Cela ne signifie pas que le département n’agira plus du tout en matière de développement économique. En effet, au titre de la solidarité territoriale, c’est l’article 94 de la loi NOTRe, le département peut contribuer au financement des projets dont la maîtrise d’ouvrage est assurée par les communes ou leurs groupements, à leur demande.
Je tiens à préciser que cette contribution ne peut toutefois pas avoir pour effet d’apporter indirectement une aide à une entreprise, mais bien à l’EPCI ou à la commune maître d’ouvrage.
Le Département peut aussi, lorsque l’initiative privée est défaillante ou absente, contribuer au financement d’opérations d’investissement en faveur des entreprises de services marchands nécessaires aux besoins de la population en milieu rural, dont la maîtrise d’ouvrage est assurée par des communes ou EPCI à fiscalité propre, et à la demande de ceux-ci.
Enfin, le département peut également, par convention avec la région et en complément de celle-ci, participer, par des subventions, au financement d'aides accordées par la région en faveur d'organisations de producteurs et d'entreprises exerçant une activité de production, de commercialisation et de transformation de produits agricoles, de produits de la forêt ou de produits de la pêche. Ces aides du département ont pour objet de permettre à ces organisations et à ces entreprises d'acquérir, de moderniser ou d'améliorer l'équipement nécessaire à la production, à la transformation, au stockage ou à la commercialisation de leurs produits, ou de mettre en œuvre des mesures en faveur de l'environnement.

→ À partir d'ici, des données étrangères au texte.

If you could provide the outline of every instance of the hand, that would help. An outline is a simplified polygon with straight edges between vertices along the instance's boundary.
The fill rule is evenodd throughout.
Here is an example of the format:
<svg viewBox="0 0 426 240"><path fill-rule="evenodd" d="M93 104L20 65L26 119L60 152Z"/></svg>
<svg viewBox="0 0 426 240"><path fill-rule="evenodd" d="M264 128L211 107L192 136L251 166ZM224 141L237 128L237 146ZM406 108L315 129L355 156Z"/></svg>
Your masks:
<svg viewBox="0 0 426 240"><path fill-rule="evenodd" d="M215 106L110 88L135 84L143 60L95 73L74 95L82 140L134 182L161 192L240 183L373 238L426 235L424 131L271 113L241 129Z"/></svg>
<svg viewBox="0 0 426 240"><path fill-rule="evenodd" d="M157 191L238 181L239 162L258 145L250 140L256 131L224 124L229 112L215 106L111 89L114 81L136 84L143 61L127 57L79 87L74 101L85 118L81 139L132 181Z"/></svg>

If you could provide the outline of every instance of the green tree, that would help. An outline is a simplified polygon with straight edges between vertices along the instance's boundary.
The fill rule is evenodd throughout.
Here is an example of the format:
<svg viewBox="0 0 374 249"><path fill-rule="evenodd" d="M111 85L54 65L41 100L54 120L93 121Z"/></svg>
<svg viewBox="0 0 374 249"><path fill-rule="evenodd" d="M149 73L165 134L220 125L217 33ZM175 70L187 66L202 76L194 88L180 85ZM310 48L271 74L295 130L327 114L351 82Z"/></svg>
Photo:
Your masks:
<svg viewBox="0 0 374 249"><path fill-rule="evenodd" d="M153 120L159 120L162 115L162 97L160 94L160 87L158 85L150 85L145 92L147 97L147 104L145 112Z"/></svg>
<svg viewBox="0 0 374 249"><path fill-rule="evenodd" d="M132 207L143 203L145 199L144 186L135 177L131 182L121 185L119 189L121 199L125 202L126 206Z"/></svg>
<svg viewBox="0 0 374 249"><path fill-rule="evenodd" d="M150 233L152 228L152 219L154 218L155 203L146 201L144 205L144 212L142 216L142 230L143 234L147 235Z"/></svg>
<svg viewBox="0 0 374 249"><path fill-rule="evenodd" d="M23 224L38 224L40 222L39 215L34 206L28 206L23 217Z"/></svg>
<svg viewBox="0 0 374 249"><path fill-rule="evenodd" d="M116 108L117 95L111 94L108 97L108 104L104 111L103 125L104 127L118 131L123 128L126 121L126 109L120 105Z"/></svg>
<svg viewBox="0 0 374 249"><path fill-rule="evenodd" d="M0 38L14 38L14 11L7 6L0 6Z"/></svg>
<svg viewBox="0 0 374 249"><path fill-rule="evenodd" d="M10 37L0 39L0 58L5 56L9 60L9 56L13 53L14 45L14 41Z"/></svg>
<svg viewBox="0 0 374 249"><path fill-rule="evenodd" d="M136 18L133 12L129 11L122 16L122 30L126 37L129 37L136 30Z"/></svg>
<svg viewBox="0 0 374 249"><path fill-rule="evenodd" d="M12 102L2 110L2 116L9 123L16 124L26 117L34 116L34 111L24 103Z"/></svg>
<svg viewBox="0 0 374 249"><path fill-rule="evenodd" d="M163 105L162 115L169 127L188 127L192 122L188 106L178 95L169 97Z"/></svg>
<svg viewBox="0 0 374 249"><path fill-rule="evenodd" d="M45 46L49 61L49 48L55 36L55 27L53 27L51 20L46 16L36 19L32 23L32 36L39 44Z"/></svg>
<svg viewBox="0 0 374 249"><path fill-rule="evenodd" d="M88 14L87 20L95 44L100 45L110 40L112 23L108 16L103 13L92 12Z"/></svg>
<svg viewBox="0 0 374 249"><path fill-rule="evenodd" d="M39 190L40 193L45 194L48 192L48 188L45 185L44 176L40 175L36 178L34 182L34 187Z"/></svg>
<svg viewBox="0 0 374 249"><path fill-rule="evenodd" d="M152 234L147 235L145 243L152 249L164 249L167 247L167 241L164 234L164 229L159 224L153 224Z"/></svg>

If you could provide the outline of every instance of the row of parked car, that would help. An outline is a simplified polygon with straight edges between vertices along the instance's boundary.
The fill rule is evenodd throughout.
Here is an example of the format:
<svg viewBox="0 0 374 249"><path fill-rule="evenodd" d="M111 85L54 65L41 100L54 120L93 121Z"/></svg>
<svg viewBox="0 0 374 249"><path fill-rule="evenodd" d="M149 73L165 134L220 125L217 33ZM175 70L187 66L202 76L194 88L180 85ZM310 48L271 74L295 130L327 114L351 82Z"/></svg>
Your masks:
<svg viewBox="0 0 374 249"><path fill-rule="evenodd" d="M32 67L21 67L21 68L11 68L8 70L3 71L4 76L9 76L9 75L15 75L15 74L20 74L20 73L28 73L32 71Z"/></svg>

Par ailleurs, le département peut toujours agir pour favoriser l’installation ou le maintien de professionnels de santé dans les zones déficitaires et octroyer des aides à l’exploitation de salles de cinéma.

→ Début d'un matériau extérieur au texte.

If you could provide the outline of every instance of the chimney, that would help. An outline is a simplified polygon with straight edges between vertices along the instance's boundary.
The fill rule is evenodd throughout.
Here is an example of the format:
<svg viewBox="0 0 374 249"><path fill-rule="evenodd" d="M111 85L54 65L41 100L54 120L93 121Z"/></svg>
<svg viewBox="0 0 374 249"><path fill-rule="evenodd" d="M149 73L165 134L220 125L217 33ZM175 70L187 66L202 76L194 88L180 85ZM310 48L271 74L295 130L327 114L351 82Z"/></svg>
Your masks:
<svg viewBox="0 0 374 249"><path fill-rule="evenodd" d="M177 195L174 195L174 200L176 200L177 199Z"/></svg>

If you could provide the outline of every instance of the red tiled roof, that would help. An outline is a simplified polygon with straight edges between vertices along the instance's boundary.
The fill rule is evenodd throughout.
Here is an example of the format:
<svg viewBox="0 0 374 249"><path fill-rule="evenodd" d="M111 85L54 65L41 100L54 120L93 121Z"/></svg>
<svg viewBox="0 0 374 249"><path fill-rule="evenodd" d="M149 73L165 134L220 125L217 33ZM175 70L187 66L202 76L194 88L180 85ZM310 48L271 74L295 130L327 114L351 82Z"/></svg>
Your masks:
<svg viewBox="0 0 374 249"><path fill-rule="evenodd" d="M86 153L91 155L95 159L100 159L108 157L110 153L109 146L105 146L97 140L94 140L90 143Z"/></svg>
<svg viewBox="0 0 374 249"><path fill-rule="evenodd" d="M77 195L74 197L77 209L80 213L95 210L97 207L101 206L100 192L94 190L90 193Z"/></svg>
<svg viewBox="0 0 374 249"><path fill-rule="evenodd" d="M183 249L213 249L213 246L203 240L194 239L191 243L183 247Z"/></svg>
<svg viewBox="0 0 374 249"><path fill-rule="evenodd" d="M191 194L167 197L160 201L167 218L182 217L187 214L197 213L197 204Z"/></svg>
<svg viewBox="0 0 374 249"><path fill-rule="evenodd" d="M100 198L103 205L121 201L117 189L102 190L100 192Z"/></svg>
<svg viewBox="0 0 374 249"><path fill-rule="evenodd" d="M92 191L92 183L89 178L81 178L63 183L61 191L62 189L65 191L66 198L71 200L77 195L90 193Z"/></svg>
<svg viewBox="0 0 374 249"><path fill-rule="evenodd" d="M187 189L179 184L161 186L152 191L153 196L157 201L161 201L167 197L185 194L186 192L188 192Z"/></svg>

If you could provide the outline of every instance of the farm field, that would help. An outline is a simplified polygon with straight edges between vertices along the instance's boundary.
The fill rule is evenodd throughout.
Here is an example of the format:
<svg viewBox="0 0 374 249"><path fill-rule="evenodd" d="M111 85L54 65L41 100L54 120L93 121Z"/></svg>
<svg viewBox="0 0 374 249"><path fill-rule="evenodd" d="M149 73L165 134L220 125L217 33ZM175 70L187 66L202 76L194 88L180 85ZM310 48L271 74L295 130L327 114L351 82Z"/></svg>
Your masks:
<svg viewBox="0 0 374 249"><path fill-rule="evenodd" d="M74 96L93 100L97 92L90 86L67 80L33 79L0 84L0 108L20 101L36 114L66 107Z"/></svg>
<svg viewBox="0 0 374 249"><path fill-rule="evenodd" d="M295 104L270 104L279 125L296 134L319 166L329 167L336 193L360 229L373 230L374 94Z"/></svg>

Pour ce qui concerne le bloc communal
L’article 3 de la loi NOTRe dispose que les communes et les EPCI à fiscalité propre sont seuls compétents pour définir les aides ou les régimes d’aides et décider de l’octroi de ces aides sur leurs territoires en matière d’investissement immobilier des entreprises et de location de terrains ou d’immeubles. Auparavant, cette compétence était partagée entre toutes les catégories de collectivités. L’article précise cependant que la région peut participer au financement de ces aides après convention avec la commune ou l’EPCI à fiscalité propre et que la compétence d’octroi de tout ou partie de ces aides peut être déléguée, par convention, au département.
Ces aides peuvent prendre différentes formes : subventions, rabais sur le prix de vente, de location ou de location-vente de terrains nus ou aménagés ou de bâtiments neufs ou rénovés, prêts, avances remboursables ou crédit-bail à des conditions plus favorables que celles du marché. Dans tous les cas, elles doivent respecter les orientations du SRDEII.

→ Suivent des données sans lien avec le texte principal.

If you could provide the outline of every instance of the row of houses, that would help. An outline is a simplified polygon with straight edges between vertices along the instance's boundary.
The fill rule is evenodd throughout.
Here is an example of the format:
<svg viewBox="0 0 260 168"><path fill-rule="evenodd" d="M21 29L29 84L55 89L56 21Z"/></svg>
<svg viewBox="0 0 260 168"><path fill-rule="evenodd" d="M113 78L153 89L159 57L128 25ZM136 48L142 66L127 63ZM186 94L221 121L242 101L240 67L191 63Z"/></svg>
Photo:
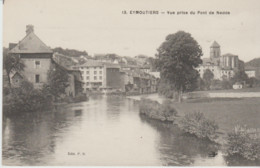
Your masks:
<svg viewBox="0 0 260 168"><path fill-rule="evenodd" d="M122 91L151 93L157 91L158 78L133 65L89 60L85 64L73 66L82 76L83 91Z"/></svg>
<svg viewBox="0 0 260 168"><path fill-rule="evenodd" d="M41 88L48 82L48 72L59 68L69 76L66 93L71 96L89 90L135 91L149 93L157 91L157 80L147 68L139 68L107 61L88 60L84 64L70 64L45 45L34 33L32 25L26 26L26 36L17 44L9 44L9 53L21 59L25 68L11 74L11 84L19 87L22 80L28 80L34 88ZM157 75L158 77L158 75Z"/></svg>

Les communes et EPCI à fiscalité propre peuvent toujours intervenir, sans intervention préalable de la région, et donc directement, pour :
- octroyer des aides aux professionnels de santé dans l’objectif de favoriser l’accès aux soins en zones déficitaires ;
- accorder des subventions à des exploitants de salles de cinéma ;
- verser des aides destinées à assurer la création ou le maintien d’un service nécessaire à la satisfaction des besoin de la population en milieu rural ou dans une commune comprenant au moins un quartier prioritaire de la politique de la ville, lorsque l’initiative privée est défaillante ou insuffisante ;
- garantir des emprunts contractés par des personnes morales de droit privé ;
- participer au capital de sociétés de garanties.
Les communes et les EPCI à fiscalité propre ont aussi la possibilité, en complément de la région :
- de participer au financement des aides ou régimes d’aides en faveur de la création ou de l’extension d’activités économiques dans un cadre conventionnel avec la région. Cette dernière peut également déléguer l’octroi de tout ou partie de ces aides aux communes et à leurs groupements ;
- de participer au financement des aides aux entreprises en difficulté décidées par la région, toujours dans le cadre d’un conventionnement.
Il est nécessaire d’apporter une précision sur la question de l’intérêt communautaire pour ce qui concerne la compétence développement économique.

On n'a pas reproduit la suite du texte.